Importantly, the researchers also transformed a high-yielding rice variety often planted by farmers by adding an extra copy of the gene. These modified modern rice plants produced up to 40% more grain per plot than did controls, the researchers report. “That’s a big number,” says Pam Ronald, a rice geneticist at the University of California, Davis. “Amazing.”

As in the greenhouse experiments, the modified plants in the field boasted both bigger grains and more of them. “What they’ve done is to take a very good [rice variety] and shown they can make it better,” says Steve Long, a plant physiologist at the University of Illinois, Urbana-Champaign, who adds that the result is a “lot more convincing” than improving a research variety.

The modified plants also flowered sooner, which can offer advantages depending on the environment. For example, farmers might grow more crops per season or harvest crops before damaging summer heat sets in. However, although the modified Nipponbare flowered up to 19 days earlier, the widely farmed variety of rice bloomed just 2 days earlier.
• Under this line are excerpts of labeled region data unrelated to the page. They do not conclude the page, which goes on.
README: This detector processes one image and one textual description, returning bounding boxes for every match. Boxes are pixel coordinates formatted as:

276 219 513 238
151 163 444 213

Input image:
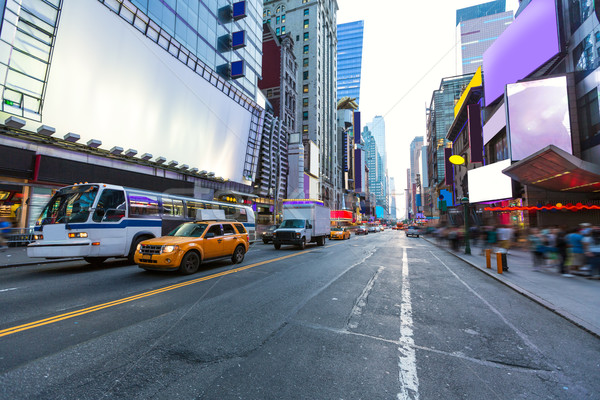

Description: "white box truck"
273 201 331 249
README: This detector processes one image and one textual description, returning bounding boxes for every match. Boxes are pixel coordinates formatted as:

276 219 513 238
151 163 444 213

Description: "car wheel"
179 251 200 275
231 246 246 264
127 236 150 263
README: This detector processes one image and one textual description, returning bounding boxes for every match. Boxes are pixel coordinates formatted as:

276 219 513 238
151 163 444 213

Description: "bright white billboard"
467 160 513 203
42 0 251 182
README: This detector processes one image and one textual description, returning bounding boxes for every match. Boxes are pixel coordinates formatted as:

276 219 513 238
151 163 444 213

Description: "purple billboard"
506 76 573 161
483 0 560 105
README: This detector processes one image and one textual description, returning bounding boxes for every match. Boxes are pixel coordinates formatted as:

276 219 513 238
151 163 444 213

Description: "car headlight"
161 245 179 253
69 232 87 239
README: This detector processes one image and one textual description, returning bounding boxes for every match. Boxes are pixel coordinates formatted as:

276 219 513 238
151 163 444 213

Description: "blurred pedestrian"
563 228 585 278
586 227 600 279
554 228 568 274
527 228 544 271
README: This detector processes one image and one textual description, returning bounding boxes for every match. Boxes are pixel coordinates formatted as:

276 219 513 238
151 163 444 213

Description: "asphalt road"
0 231 600 400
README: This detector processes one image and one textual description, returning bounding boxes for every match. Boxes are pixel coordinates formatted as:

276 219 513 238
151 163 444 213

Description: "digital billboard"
42 0 252 182
483 0 560 105
506 76 573 161
467 160 513 203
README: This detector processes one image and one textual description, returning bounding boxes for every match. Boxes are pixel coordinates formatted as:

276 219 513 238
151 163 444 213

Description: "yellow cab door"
223 224 237 256
204 224 223 258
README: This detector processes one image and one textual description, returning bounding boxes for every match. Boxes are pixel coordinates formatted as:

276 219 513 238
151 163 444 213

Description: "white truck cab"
273 201 331 249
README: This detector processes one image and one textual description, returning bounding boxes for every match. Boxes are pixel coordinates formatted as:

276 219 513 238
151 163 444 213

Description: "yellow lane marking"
0 245 336 337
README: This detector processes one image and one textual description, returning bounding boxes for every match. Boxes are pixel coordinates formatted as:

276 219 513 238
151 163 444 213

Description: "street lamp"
460 197 471 254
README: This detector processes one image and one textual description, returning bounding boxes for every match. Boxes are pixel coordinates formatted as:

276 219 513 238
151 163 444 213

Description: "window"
223 224 235 235
92 189 125 222
206 225 223 236
233 224 246 233
186 201 204 219
577 88 600 150
129 193 159 218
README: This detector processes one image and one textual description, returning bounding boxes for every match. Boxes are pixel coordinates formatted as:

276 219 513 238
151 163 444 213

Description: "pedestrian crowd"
433 223 600 279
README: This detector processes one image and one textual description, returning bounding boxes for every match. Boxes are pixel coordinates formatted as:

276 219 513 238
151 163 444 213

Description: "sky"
337 0 518 218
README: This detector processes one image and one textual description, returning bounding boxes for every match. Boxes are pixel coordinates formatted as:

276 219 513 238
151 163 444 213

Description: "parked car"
354 225 369 235
134 221 250 275
406 226 420 237
262 225 277 244
329 227 350 240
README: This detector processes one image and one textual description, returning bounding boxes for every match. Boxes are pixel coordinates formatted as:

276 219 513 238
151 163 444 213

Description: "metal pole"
461 197 471 254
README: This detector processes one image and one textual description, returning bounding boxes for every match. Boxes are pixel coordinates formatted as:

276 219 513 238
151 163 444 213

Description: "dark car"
354 225 369 235
262 225 278 244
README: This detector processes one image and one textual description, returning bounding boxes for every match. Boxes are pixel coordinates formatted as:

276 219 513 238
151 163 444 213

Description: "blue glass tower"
337 21 365 105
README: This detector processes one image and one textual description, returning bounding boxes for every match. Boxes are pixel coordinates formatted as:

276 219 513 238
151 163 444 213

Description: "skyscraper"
456 0 513 74
263 0 340 207
337 21 364 105
367 115 390 214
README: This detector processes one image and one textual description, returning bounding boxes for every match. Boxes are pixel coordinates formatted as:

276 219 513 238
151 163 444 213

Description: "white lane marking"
348 266 385 329
397 249 419 400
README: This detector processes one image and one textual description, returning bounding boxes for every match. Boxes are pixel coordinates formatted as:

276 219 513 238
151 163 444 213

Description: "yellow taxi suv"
329 227 350 240
134 221 250 275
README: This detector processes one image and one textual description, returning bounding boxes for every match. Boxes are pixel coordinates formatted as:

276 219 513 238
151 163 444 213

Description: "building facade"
0 0 265 227
456 0 513 74
263 0 341 208
337 21 365 106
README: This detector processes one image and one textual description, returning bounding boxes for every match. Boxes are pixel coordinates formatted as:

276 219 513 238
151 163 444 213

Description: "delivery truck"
273 201 331 249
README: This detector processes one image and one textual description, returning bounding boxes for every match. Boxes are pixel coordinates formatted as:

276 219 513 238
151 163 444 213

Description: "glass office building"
131 0 263 99
456 0 513 74
337 21 365 105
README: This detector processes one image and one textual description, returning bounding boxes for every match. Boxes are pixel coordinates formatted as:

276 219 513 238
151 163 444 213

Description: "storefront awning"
502 145 600 193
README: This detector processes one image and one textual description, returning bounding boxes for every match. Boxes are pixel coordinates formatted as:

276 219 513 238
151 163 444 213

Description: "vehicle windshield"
35 185 98 225
280 219 305 228
167 222 208 237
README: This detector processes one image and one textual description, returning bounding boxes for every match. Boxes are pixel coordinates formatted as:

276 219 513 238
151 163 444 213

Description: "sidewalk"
424 237 600 337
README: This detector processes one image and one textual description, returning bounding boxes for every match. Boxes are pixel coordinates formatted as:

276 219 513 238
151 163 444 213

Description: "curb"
423 237 600 338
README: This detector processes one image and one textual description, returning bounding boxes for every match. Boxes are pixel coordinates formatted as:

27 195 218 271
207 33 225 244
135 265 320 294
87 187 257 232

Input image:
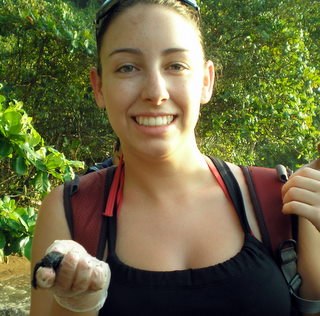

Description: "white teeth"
136 115 173 126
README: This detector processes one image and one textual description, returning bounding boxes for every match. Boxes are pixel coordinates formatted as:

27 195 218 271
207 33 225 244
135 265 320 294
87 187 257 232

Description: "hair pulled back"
96 0 203 75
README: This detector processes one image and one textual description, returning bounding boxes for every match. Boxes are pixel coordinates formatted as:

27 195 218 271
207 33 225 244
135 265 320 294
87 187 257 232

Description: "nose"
141 71 169 105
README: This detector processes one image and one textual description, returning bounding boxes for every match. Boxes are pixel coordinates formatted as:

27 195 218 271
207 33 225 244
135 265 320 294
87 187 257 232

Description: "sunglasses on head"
96 0 199 35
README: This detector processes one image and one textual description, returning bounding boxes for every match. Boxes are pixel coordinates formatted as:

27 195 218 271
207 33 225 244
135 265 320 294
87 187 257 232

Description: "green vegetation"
0 0 320 256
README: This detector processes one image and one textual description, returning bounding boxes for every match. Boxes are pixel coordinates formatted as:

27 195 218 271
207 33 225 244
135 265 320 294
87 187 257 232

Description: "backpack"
64 157 320 314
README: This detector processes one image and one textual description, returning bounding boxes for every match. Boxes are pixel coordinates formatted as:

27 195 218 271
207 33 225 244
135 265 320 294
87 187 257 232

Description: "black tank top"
99 162 292 316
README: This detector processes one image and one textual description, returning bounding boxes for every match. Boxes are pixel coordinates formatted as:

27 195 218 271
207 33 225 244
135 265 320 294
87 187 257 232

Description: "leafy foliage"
0 95 83 257
0 0 320 260
199 0 320 169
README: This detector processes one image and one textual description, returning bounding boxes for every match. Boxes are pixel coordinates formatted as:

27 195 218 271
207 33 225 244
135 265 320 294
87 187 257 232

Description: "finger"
36 267 56 289
283 187 320 209
72 258 93 295
283 175 320 194
56 252 81 292
282 201 320 230
46 240 87 254
90 258 111 291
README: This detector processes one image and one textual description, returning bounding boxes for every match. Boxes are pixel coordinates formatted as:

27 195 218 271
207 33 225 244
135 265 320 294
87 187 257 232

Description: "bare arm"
283 160 320 315
30 187 106 316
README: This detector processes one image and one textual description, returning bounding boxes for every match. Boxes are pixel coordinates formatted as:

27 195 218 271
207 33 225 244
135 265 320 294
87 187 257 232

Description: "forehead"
102 4 202 53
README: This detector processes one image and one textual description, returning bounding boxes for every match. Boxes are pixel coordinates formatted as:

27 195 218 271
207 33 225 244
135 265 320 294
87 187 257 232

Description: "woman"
31 0 320 316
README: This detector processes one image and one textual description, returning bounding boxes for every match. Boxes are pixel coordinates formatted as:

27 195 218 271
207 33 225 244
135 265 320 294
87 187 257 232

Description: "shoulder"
227 162 261 241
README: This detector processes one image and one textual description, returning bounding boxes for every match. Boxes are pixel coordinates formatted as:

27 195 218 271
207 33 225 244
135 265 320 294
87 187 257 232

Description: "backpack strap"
240 165 320 314
63 167 116 259
240 166 293 258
To demonstrate broader potential, the team added the rice OsDREB1C gene to a research variety of wheat and found the same types of effects. OsDREB1C and similar genes are present not just in rice, wheat, and other grasses, but also in broad-leaved plants. The researchers discovered comparable outcomes from adding an extra copy to the well-studied mustard plant called Arabidopsis. That’s consistent with a common role across the plant kingdom, suggesting other kinds of crops might be amenable to yield boosts from this modification.

Transgenic crops such as the rice Zhou’s team made are unacceptable to some consumers. But Zhou and colleagues say the same yield boost could be accomplished by editing the plant’s own genes, which in some countries is now more lightly regulated than transgenic engineering. Another benefit is that increasing nitrogen efficiency of crops could lessen pollution of streams and lakes from excess fertilizer that runs off fields, Ronald says. And improved photosynthesis will be vital for adding to global food supplies, notes Steven Kelly of the University of Oxford in a commentary. “You can get huge jumps if you’ve got the right transcription factor,” Long says. “I’m sure there’ll be more.”